Two new products from TomTom look forward to a future when autonomous tech is very much in the driver’s seat. 

TomTom, the Dutch traffic, navigation and mapping specialist, has launched two new technologies for autonomous driving: AutoStream and MotionQ.

TomTom AutoStream is a map delivery service that aims to enable vehicles to build up a picture of the road ahead, by streaming the latest map data from the TomTom cloud.  The concept has been launched with two initial partners: Chinese multinational technology company Baidu and Zenuity, a joint venture between Volvo Cars and Autoliv that focuses on autonomous driving.

Customers can configure AutoStream’s map data based on criteria such as sensor configuration and horizon length, according to TomTom. It can also stream different types of map data including ADAS attributes such as gradient and curvature and the TomTom HD map with RoadDNA.

Meanwhile, MotionQ is a predictive driving concept that aims to “ensure the comfort of passengers in self-driving transport”.  The technology was shown in the new Rinspeed Snap, a robo-taxi prototype vehicle on display at CES.

Read more: Autonomous driving will create $ 7 trillion “passenger economy”, says Intel

Teaming up with Qualcomm

TomTom has also announced a partnership with semiconductor and telecoms equipment provider Qualcomm. The two companies are working together to update location-based technology for autonomous driving. They are combining TomTom HD Map, with camera technologies and GPS data from Qualcomm’s Drive Data Platform. They say this will make the localisation technologies for connected car applications and autonomous vehicles more accurate.

“Whether you talk about smart mobility, connected cars or autonomous driving, the minimum common denominator is navigation technologies. The future of mobility relies on a mix of high-definition maps, real-time maps, advanced navigation software, and live data from vehicle sensors,” said Harold Goddijn, CEO, TomTom.

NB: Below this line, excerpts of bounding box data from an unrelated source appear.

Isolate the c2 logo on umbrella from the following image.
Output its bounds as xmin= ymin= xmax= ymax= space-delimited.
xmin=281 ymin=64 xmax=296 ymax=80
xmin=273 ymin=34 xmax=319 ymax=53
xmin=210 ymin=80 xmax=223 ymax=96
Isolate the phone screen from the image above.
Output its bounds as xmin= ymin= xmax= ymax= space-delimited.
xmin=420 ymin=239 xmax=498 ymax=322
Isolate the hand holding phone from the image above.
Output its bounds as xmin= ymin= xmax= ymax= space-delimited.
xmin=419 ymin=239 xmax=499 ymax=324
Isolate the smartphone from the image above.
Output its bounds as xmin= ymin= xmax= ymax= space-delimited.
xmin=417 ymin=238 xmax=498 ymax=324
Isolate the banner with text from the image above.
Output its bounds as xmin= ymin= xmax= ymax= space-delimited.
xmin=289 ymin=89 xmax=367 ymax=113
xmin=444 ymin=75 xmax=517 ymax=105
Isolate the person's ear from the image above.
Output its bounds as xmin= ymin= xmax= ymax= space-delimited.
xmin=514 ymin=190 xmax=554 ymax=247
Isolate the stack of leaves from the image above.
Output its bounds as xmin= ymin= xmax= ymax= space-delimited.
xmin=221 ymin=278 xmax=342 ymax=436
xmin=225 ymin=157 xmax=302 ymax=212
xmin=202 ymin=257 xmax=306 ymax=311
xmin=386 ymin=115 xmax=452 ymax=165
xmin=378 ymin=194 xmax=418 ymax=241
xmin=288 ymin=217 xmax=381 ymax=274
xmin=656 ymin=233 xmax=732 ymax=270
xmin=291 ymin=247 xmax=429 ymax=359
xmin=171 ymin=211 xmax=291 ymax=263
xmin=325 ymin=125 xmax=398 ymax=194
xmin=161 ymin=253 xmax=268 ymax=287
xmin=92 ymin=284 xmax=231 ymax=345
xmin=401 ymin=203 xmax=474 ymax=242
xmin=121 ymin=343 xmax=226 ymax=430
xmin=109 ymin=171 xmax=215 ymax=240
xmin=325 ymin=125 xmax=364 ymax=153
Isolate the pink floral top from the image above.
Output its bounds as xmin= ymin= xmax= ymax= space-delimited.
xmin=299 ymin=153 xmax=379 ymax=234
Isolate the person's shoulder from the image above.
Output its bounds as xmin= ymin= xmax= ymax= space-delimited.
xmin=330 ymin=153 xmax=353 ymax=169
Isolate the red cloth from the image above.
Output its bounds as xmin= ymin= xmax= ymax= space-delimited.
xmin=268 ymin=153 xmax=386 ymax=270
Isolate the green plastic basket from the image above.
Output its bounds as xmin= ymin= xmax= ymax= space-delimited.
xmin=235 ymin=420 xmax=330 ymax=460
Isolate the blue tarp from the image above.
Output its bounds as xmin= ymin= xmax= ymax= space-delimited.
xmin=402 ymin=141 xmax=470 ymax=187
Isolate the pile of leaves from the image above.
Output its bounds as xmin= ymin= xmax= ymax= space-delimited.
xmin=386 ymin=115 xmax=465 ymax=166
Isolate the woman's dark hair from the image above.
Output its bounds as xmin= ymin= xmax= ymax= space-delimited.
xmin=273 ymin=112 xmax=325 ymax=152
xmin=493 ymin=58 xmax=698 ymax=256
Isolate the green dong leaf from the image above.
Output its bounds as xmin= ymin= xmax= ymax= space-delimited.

“That’s why this year we’ve made key introductions to drive this future, with the launch of TomTom AutoStream, TomTom MotionQ, and important partnerships with the likes of Baidu and Zenuity,” he added.

TomTom, which is well-known for its consumer navigation products, has a number of enterprise products in its portfolio too including cloud-based fleet management technology.

In October, fleet management company LeasePlan said it would offer TomTom’s fleet management technology to its corporate customers in a bid to improve performance by providing real-time data on key fleet metrics.